If [Devouring Mothers] had been something that I wanted to do when [Against Me!] was in our early 20s starting out, it would have been a lot harder for people to grasp, maturity-wise, without feeling threatened. It might have implied something else was up with the band. But being a little older, you're able to see that it wasn't designed like that.
AC: When it's not being dissected by the media, it's normal people would play in different configurations.
LJG: You often have to rationalize and justify your actions when talking to journalists, who are like, "Why'd you do this thing?" That wasn't necessarily at the forefront of my thoughts when I just wrote these songs and said, "Hey, do you guys want to get together and play some music?" Then it's, "Oh shit, I guess it needs a name because it's not Against Me!, so we'll call it Devouring Mothers."
I don't think about why I'm making these decisions, because it's my art. So then having to justify it afterward can sometimes be really stifling. I think the best example of that is your album bio. It's supposed to encapsulate all the reasons you've done something. So many times during my career, the bio doesn't have any fucking thing to do with what we were doing, but there it is.
AC: Did you ever feel your role as a songwriter being outshined by other roles you've taken on?
LJG: I see the way they all interact, for sure. In the last two years in particular, I felt like, "Okay, I just want to focus on music." I'm trying to promote my music, but so much of promotion has nothing to do with the art. It's always some story built around it. I did a lot of really personal interviews that felt like going under psychoanalysis as opposed to talking to journalists.
Going into transitioning and coming out, I knew that was going to be the focus now. So I was stuck between a rock and a hard place where I'm just trying to meet opportunities that come up, but I can't control the questions that are asked. It's a tough fucking world to navigate. I try to just be honest, but sometimes it feels very invasive. I definitely feel uncomfortable watching some of those [interviews] after the fact.
AC: To focus more on music, did you have to prioritize your responsibilities as an artist over some of the activist work you've been involved with?
LJG: When I was 19 or 20, the way I was an activist was by regularly meeting with groups, going to protests, and being there on the ground. Given whatever number of circumstances, my role as an activist at this point has turned into raising money for the charities and causes I believe in, so that's something that I've never really felt diminished in any way.
When the [Devouring Mothers] record came out in November, I did a number of charity fundraisers, especially around a group I work a lot with, If You Want It. We raffled off test pressings, signed posters, and did a guitar giveaway through Yamaha.

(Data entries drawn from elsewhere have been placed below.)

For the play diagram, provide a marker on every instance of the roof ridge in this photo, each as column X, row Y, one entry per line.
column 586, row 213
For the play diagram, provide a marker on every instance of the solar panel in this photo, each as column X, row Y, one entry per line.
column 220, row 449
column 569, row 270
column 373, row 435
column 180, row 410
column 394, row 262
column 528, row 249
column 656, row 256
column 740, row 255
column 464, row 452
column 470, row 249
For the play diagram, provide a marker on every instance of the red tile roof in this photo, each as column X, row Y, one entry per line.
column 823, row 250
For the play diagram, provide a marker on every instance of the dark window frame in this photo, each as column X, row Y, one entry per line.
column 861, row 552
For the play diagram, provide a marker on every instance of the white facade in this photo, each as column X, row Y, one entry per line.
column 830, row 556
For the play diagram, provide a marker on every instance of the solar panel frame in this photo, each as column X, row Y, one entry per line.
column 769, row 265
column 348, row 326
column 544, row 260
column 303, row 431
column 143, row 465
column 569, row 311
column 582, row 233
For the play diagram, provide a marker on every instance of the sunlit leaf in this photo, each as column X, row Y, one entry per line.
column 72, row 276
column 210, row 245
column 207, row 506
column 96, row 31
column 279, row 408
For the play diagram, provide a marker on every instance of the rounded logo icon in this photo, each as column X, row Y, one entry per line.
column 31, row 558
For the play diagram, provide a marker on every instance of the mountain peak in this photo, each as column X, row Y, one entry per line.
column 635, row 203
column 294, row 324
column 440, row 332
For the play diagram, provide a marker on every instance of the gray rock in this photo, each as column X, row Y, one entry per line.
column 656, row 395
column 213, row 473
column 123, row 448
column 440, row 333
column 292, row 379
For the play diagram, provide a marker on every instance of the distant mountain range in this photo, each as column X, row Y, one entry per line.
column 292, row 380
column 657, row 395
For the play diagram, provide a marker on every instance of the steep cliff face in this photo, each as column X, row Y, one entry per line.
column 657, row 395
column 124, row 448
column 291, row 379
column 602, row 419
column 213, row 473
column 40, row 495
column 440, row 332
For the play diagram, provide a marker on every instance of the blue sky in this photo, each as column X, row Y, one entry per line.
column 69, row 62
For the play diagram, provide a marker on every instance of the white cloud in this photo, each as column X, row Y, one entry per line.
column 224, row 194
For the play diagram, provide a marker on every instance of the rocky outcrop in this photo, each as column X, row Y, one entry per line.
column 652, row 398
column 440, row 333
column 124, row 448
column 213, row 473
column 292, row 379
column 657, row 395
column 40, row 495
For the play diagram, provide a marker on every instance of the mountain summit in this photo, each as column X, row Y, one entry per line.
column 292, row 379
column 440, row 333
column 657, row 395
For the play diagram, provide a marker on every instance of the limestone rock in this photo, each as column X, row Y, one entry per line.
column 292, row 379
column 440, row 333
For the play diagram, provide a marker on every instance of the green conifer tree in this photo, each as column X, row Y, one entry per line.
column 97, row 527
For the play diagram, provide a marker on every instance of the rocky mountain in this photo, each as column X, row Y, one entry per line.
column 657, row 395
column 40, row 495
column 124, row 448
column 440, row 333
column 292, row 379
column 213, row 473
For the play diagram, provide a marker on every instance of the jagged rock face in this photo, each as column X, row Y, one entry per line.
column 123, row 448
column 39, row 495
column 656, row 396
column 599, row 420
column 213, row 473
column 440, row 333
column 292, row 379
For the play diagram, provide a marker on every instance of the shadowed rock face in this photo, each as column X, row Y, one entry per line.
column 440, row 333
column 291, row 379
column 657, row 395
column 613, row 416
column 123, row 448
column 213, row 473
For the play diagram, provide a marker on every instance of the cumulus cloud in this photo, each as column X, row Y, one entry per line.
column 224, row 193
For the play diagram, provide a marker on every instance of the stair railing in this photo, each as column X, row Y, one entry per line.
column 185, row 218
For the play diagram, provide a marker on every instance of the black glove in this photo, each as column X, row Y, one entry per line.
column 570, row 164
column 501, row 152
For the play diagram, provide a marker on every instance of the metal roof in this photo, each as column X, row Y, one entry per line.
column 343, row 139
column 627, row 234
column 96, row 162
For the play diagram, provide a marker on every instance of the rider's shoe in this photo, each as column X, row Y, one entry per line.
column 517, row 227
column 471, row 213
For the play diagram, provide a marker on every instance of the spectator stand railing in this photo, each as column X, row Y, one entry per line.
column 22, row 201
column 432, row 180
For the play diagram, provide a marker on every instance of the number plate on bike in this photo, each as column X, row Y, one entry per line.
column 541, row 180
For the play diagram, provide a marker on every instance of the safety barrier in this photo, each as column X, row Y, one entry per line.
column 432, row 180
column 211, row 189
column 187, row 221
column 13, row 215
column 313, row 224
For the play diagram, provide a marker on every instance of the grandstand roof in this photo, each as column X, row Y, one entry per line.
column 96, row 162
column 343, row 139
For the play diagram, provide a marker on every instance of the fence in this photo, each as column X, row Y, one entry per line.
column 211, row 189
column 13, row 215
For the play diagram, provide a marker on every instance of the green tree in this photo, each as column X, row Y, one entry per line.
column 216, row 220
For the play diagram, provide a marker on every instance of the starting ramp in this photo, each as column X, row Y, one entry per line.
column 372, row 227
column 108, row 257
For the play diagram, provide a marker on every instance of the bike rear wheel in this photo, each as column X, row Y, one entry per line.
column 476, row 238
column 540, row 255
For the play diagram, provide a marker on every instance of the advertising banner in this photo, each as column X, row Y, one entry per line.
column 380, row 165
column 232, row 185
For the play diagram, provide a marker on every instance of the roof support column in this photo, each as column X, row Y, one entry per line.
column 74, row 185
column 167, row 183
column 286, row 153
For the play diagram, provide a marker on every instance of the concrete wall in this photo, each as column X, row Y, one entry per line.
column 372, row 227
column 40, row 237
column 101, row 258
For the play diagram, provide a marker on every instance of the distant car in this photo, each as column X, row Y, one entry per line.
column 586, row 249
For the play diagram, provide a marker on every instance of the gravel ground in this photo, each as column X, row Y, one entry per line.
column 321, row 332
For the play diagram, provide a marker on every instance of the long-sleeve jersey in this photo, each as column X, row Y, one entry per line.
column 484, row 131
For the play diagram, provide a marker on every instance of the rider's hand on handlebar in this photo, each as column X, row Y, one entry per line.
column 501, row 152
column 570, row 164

AC: How have you learned to prioritize when you need personal time off?
LJG: It's figuring out the natural rhythms to everything. I had a really busy couple of years and there was a lot of focus put on me coming out and being trans and stuff like that. It felt really needed, but there came a point where I recognized, "Okay, y'all have heard enough about me. You don't need me to talk about this stuff anymore. I'm still a musician. It doesn't have anything to do with these other things."
I felt a lot more at a loss in November on how to handle this stuff. It was an awkward record cycle of like, "I don't know how to talk to the press anymore. I just want to play shows and write songs and make music. That's what feels good."
Laura Jane Grace & the Devouring Mothers’ official SXSW showcase (Wednesday, March 13, Continental Club, midnight) precedes the bandleader’s SXSW Conference speaking appearance on Thursday, March 14.